Les Américains à la manœuvre, inquiétude à Brasília

La crise autour de la région de l’Essequibo, disputée par le Venezuela et le Guyana, semble avoir ravivé une vieille crainte commune à la droite et à la gauche au Brésil : la présence de troupes américaines au milieu de la forêt amazonienne.
Cette préoccupation a pris un nouvel élan jeudi (07/12) après que le commandement sud des forces armées américaines a annoncé qu’il effectuerait des exercices militaires en partenariat avec les forces de défense du Guyana.
Au Brésil, le principal conseiller du président Lula da Silva pour les affaires internationales, Celso Amorim, a déclaré que sa principale crainte concernant l’escalade de la crise entre le Guyana et le Venezuela est qu’elle serve de prétexte à la présence de personnel militaire étranger en Amazonie.
« Ce que je crains le plus, à vrai dire, c’est que vous ne créiez des précédents, même pour l’installation de bases et de troupes étrangères dans la région. Il ne s’agit pas de n’importe quelle région. Nous parlons de l’Amazonie, qui a toujours été un objet de grande préoccupation pour nous. C’est notre plus grande préoccupation », a déclaré Celso Amorim dans une interview accordée à Canal Meio.

Soutien des USA au Guyana

Les exercices militaires impliquant des Américains en Amazonie ne sont pas nouveaux. En novembre de cette année, par exemple, 294 militaires américains ont débarqué au Brésil pour s’entraîner dans la jungle amazonienne.

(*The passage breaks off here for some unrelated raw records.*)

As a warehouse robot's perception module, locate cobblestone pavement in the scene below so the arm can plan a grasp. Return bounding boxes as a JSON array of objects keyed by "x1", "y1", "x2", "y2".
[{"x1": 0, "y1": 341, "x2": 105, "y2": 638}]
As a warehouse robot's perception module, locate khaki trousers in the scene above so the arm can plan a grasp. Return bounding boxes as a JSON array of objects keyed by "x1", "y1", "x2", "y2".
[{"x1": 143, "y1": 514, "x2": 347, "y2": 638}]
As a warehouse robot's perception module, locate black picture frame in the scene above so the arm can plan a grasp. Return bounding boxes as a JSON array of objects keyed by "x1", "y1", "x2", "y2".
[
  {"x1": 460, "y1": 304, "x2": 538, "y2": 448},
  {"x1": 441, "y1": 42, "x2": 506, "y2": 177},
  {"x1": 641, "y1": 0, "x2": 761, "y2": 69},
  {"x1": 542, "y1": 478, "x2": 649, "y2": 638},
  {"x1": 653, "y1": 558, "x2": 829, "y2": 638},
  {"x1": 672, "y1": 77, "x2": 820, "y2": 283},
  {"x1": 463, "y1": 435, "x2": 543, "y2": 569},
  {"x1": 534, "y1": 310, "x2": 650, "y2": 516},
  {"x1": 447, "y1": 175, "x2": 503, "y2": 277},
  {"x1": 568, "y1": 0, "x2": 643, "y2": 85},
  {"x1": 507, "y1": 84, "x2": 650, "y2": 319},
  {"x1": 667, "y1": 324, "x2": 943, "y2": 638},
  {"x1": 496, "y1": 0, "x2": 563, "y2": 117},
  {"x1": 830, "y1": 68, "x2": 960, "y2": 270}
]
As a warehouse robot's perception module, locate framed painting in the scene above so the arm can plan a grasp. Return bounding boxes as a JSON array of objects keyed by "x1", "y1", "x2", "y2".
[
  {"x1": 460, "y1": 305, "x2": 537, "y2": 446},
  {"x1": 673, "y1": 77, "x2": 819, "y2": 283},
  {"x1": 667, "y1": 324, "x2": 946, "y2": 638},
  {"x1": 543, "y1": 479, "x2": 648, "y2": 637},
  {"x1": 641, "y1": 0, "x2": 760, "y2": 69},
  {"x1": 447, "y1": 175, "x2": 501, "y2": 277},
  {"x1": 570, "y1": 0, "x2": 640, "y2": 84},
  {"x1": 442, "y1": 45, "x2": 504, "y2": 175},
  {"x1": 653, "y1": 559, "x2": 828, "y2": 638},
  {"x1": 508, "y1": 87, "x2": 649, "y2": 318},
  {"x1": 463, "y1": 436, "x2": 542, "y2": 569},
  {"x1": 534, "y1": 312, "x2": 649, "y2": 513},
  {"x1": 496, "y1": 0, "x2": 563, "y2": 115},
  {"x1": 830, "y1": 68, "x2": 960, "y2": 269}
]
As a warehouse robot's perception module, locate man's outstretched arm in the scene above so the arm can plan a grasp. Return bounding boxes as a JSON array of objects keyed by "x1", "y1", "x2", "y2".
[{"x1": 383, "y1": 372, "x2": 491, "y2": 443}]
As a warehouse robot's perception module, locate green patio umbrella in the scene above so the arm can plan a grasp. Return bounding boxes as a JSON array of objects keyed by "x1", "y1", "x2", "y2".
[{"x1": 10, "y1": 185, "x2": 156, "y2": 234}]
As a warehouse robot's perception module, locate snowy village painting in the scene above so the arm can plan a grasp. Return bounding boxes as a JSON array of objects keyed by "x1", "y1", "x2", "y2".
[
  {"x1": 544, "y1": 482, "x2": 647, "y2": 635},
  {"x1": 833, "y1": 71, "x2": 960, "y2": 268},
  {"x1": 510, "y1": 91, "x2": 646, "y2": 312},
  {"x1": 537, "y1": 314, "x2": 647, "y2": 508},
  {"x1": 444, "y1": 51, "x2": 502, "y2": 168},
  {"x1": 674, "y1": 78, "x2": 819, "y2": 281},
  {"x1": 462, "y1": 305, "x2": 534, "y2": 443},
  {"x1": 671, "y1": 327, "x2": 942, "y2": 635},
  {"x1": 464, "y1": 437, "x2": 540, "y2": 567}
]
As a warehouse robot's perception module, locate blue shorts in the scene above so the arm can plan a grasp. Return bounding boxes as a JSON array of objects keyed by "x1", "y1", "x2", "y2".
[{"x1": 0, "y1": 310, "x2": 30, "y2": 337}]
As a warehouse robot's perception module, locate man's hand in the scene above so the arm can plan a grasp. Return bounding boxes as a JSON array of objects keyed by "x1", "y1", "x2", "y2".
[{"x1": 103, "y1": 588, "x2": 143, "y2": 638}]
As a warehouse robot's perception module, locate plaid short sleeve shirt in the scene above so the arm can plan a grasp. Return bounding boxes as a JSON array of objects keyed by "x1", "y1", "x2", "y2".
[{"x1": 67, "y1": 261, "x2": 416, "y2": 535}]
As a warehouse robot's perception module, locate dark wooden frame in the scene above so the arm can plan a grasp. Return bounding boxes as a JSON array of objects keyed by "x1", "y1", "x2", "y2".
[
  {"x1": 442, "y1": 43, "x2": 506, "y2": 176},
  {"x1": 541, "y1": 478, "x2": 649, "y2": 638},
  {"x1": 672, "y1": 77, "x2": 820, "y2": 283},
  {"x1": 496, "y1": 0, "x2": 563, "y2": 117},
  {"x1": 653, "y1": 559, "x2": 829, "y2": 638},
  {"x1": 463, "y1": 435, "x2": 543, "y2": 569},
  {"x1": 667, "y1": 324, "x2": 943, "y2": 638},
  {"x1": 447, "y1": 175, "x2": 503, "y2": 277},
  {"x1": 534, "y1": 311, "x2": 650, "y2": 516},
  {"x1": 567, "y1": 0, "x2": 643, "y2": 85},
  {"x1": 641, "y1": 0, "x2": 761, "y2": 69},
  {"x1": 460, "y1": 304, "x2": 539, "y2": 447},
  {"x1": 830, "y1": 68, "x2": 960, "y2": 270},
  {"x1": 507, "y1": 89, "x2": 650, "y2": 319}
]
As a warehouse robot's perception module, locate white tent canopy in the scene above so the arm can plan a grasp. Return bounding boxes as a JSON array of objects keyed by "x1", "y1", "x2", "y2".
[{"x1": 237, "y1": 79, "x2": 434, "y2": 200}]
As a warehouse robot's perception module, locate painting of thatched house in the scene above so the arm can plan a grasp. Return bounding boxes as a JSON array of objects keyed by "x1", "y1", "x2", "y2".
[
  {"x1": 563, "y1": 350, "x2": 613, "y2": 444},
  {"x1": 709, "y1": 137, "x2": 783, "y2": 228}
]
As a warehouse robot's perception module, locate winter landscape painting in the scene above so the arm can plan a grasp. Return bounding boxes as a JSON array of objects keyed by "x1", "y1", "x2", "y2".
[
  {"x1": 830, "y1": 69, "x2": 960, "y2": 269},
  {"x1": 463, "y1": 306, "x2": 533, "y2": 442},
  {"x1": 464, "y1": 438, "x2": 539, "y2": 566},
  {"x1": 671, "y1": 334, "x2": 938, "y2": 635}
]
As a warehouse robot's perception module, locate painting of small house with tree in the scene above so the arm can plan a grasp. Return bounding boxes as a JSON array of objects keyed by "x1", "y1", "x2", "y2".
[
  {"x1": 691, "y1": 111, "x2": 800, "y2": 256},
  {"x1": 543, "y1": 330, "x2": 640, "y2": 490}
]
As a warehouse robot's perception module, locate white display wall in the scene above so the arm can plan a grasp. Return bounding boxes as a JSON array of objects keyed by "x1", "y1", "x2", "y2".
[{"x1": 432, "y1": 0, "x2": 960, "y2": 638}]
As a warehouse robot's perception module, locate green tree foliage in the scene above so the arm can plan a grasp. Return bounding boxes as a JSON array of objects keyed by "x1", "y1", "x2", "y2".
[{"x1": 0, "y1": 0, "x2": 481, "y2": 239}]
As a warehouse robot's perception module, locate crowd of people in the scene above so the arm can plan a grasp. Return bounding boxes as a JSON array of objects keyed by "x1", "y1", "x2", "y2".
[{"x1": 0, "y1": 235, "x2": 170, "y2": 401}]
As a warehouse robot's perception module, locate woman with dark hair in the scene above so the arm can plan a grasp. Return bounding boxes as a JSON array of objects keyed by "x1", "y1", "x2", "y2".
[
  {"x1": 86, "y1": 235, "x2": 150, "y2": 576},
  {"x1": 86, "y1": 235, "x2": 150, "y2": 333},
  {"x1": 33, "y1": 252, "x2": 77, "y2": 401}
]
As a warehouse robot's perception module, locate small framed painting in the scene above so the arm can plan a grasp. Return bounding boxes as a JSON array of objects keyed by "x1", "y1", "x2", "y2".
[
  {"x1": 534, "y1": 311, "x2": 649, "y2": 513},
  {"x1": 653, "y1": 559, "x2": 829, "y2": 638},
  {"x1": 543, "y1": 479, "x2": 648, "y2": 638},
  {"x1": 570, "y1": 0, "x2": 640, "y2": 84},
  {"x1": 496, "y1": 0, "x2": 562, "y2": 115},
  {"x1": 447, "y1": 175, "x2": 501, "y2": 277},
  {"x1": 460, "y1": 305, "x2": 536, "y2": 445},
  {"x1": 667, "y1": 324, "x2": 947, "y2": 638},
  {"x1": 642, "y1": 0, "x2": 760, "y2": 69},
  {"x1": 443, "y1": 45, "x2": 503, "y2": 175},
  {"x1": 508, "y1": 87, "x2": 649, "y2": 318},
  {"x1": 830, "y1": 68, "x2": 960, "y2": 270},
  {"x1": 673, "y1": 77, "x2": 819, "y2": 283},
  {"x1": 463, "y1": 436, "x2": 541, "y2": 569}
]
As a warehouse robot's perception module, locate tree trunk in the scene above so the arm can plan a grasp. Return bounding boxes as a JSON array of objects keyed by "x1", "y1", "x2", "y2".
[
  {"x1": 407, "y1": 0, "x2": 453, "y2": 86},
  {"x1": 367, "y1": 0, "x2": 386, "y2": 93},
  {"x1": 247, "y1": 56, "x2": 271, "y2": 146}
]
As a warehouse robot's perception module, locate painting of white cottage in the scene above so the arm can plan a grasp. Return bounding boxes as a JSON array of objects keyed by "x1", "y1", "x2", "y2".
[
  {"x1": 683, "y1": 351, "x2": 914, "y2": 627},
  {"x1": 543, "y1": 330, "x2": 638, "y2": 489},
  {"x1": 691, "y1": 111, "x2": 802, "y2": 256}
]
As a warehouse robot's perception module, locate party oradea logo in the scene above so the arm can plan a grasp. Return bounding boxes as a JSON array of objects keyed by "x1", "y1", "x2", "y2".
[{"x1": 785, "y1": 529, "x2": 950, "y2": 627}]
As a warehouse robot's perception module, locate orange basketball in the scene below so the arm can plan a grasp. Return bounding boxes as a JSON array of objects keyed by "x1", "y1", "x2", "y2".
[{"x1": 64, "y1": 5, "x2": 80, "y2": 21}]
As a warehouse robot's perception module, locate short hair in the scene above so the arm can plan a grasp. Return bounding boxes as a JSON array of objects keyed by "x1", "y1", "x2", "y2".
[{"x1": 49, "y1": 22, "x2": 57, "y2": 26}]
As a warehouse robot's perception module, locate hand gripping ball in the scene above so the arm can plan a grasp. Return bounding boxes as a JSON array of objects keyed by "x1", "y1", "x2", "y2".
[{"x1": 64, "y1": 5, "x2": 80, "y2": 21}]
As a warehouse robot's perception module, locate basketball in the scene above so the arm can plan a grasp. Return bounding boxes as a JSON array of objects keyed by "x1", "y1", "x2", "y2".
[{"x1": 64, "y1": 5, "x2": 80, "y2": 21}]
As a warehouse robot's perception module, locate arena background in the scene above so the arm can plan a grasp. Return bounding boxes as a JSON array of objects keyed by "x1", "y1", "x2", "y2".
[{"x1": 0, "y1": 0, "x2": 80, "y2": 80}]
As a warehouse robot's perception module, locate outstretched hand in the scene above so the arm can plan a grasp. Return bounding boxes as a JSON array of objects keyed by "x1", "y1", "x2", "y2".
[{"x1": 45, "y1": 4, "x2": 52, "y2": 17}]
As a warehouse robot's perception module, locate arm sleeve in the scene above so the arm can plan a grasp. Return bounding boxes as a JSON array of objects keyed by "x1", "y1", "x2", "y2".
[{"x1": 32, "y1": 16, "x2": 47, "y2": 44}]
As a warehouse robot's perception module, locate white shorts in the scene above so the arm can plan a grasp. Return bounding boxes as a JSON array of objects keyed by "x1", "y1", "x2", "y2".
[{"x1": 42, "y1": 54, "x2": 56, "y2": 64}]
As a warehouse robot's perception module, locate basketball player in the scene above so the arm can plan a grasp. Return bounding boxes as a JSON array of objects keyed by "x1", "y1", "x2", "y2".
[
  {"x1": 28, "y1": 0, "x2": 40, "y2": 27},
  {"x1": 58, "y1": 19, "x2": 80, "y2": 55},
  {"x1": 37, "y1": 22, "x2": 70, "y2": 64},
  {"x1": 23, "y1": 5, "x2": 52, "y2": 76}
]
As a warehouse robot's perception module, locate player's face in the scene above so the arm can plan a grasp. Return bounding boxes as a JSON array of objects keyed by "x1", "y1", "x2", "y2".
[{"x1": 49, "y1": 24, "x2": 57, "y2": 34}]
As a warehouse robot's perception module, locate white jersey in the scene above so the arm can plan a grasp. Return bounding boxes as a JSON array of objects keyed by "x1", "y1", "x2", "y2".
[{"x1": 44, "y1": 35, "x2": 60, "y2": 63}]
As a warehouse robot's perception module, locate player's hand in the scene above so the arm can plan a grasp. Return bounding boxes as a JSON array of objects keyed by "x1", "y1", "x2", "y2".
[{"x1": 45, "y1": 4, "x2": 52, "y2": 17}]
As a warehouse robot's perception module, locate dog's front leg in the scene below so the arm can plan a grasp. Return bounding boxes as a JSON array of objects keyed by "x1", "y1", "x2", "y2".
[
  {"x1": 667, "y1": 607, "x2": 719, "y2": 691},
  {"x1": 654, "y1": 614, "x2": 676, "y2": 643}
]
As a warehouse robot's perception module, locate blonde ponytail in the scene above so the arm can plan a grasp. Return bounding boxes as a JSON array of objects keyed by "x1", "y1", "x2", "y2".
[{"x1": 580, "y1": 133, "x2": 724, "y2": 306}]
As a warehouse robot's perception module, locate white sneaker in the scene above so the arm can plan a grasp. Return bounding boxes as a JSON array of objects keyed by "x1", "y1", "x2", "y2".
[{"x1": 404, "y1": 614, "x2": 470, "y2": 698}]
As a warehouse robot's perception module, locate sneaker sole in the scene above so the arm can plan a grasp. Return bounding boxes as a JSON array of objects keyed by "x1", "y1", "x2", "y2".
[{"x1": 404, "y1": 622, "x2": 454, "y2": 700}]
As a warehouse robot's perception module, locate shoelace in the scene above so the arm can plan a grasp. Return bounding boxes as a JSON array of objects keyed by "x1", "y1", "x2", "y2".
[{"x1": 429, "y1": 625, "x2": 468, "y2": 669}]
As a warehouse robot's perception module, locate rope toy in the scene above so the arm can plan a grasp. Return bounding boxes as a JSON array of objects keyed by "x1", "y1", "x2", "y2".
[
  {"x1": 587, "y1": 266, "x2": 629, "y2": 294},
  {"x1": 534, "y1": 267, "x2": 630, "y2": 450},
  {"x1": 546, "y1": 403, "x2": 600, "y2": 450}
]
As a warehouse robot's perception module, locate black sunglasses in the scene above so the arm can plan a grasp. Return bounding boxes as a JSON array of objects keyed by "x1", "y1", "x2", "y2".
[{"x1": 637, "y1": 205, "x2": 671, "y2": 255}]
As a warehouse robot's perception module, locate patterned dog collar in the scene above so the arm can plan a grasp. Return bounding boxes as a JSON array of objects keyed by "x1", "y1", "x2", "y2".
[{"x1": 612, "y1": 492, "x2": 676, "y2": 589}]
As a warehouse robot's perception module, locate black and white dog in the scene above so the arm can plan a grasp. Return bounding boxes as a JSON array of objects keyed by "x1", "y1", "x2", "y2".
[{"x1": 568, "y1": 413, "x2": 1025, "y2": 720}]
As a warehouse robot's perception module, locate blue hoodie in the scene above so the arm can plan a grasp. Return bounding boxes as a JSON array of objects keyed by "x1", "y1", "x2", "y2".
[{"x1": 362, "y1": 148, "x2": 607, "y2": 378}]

La différence est que les Américains arrivent au Guyana en pleine crise géopolitique entre le pays et le Venezuela.
Dans une déclaration, le département d’État a annoncé qu’il apporterait « un soutien inébranlable à la souveraineté du Guyana ». Aujourd’hui, vendredi (8/12), le Commandement sud des États-Unis effectue des exercices en partenariat avec l’armée guyanienne. Selon le commandement, les exercices consistent en des opérations de vol au-dessus du territoire guyanien.
Dans une déclaration à ce sujet, l’ambassade des États-Unis à Georgetown (capitale du Guyana) a indiqué que le Commandement sud « poursuivra sa collaboration avec la FDG (Force de défense du Guyana) dans les domaines de la préparation aux catastrophes, de la sécurité aérienne et maritime et de la lutte contre les organisations criminelles transnationales » et que « les États-Unis poursuivront leur engagement en tant que partenaire de confiance du Guyana dans le domaine de la sécurité ».
La crainte de voir l’Amazonie prise pour cible par des troupes étrangères ne date pas d’hier. Depuis le processus de colonisation, des fortifications portugaises ont été érigées en divers points de la région pour empêcher l’avancée des envahisseurs. Plus récemment, cette préoccupation est devenue l’un des éléments qui unissent la gauche et la droite au Brésil. La principale crainte est l’ampleur de la puissance militaire américaine. Pendant la dictature militaire (1964-1985), par exemple, la crainte de voir la région faire l’objet d’une intervention étrangère a été la principale raison de la mise en place de projets d’occupation foncière et militaire entre les années 1960 et 1980.

Le Brésil médiateur ?

Les analystes consultés par BBC News Brazil ont déclaré que, jusqu’à présent, le leadership du Brésil dans la région n’avait pas été affecté par la crise d’Essequibo et l’implication des Américains.

« Il semble que Celso Amorim et d’autres diplomates tentent d’user de leur influence pour appeler au calme. Quant à savoir si Maduro écoutera, c’est une autre histoire, mais je pense que l’opposition du gouvernement brésilien [aux actions de Maduro] rend une invasion vénézuélienne encore moins probable. Apparemment, toute invasion devrait passer par le territoire brésilien et je ne vois aucune circonstance dans laquelle cela se produirait », a déclaré Brian Winter, brésilien et rédacteur en chef d’Americas Quarterly, à BBC News Brazil.
Afin de réduire les tensions entre les deux pays, le président Lula a proposé au Brésil d’accueillir les futurs pourparlers entre le Guyana et le Venezuela. Cette offre a été faite lors de la clôture du 63e sommet du Mercosur à Rio de Janeiro.